Home
Het hofje van brouwer Van Tetrode

Kerkmeester St Pancreas in 1494

Net als Amsterdam en Haarlem telt Leiden veel hofjes uit de Gouden Eeuw. Sommige hofjes, de verzorgingstehuizen van de Middeleeuwen, zijn zelfs meer dan vijf eeuwen oud.

De meeste inwoners van Leiden kennen de imposante poort in de Haarlemmerstraat. Dit is de toegang tot het Stevenshofje. Mensen sleten er hun laatste dagen op kosten van hun voormalige buren: Willem van Tetrode en Christijn Arendtsdochter Bruine. Het kinderloze paar schonk veel land, onder meer de Stevenshofjespolder van 150 ha die tot 1966 in gemeente Wassenaar lag. Met de opbrengst van het land konden de kosten van de bewoners en het dertien woningen tellende gebouw makkelijk worden betaald.

Willem van Tetrode was een rijke brouwer. Hij kocht in 1484 het huis van zijn buurman. Drie jaar later overleed hij. Zijn vrouw leefde toen nog 21 jaar. Willem wilde begraven worden in de nabij gelegen Onze Lieve Vrouwekerk, voor het altaar in de kapel en daar had hij zo zijn reden voor.

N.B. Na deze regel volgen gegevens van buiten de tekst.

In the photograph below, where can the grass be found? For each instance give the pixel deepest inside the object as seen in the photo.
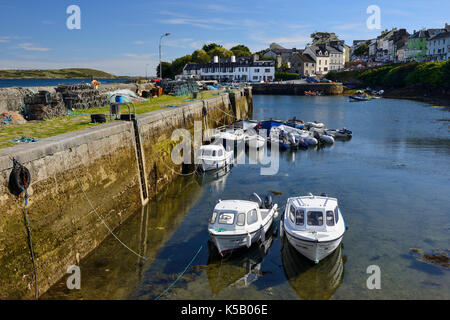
(64, 124)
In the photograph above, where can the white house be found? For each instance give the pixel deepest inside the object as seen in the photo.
(438, 47)
(248, 69)
(321, 57)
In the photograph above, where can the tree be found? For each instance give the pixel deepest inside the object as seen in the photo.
(362, 50)
(200, 56)
(178, 64)
(167, 70)
(221, 52)
(209, 47)
(241, 51)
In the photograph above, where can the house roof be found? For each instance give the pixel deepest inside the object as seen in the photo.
(441, 35)
(226, 63)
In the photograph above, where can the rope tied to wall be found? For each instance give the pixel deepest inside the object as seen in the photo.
(20, 179)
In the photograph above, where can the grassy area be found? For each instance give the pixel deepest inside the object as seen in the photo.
(55, 73)
(60, 125)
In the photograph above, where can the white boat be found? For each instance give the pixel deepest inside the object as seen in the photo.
(321, 136)
(315, 124)
(254, 140)
(214, 156)
(228, 135)
(313, 225)
(339, 133)
(239, 223)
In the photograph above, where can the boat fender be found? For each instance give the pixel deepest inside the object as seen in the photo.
(268, 203)
(19, 179)
(249, 240)
(281, 229)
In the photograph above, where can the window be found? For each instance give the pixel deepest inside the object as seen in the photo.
(315, 218)
(330, 218)
(336, 214)
(292, 214)
(241, 219)
(213, 218)
(300, 217)
(226, 218)
(252, 217)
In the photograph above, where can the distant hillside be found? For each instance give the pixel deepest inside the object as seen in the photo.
(57, 73)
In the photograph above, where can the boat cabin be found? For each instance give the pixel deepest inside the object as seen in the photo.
(237, 215)
(212, 151)
(313, 213)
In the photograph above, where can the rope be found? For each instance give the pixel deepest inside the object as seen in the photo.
(100, 218)
(17, 166)
(181, 274)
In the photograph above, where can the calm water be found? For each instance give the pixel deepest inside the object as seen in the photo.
(5, 83)
(393, 184)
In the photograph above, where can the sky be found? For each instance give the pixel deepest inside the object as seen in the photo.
(122, 37)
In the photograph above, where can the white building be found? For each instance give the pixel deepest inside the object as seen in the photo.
(438, 47)
(321, 57)
(248, 69)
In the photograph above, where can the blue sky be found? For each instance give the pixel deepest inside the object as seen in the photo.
(122, 37)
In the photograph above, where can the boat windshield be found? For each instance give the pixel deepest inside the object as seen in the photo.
(209, 153)
(330, 218)
(226, 218)
(315, 218)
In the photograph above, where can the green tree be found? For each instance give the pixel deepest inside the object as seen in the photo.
(221, 52)
(362, 50)
(167, 70)
(178, 65)
(200, 56)
(209, 47)
(241, 51)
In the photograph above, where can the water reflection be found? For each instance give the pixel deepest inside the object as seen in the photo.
(111, 271)
(313, 281)
(241, 268)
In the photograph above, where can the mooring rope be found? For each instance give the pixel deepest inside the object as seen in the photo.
(181, 274)
(101, 219)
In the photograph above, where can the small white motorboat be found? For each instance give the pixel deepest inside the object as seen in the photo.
(214, 156)
(313, 225)
(322, 137)
(254, 140)
(339, 133)
(315, 124)
(239, 223)
(228, 135)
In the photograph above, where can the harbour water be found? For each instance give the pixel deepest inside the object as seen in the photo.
(392, 180)
(6, 83)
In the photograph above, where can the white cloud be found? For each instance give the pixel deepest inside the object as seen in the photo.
(30, 47)
(122, 66)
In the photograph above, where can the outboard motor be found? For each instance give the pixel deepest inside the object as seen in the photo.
(268, 203)
(255, 198)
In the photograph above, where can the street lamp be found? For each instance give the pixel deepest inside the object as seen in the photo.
(160, 63)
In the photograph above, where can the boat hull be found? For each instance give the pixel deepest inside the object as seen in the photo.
(314, 251)
(227, 243)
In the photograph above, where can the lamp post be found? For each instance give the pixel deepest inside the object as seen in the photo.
(160, 63)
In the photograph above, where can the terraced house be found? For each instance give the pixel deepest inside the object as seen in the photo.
(246, 69)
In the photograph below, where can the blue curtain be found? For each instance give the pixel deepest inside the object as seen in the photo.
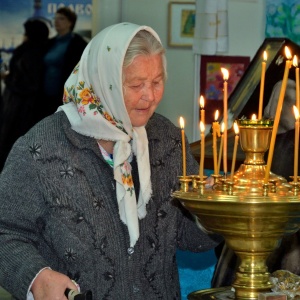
(283, 19)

De oprukkende Spaanse troepen aan het begin van de Tachtigjarige Oorlog zorgden ook voor een onderlinge strijd tussen de Van Tetrodes in Leiden. Willem Dirckzoon van Tetrode pakt in 1572 zijn biezen wanneer hij wordt vervolgd door de Spanjaarden. Hij was 25 jaar vicaris in de Vrouwekerk. Claes Janszoon van Tetrode nam toen bezit van de vicarierechten. Pas vijf jaar na het ontzet van Leiden draait het Hof van Holland in Den Haag de klok terug.

Stevenshofje
Willem had samen met een aantal andere brouwers in 1461 het Brouwersgilde opgericht.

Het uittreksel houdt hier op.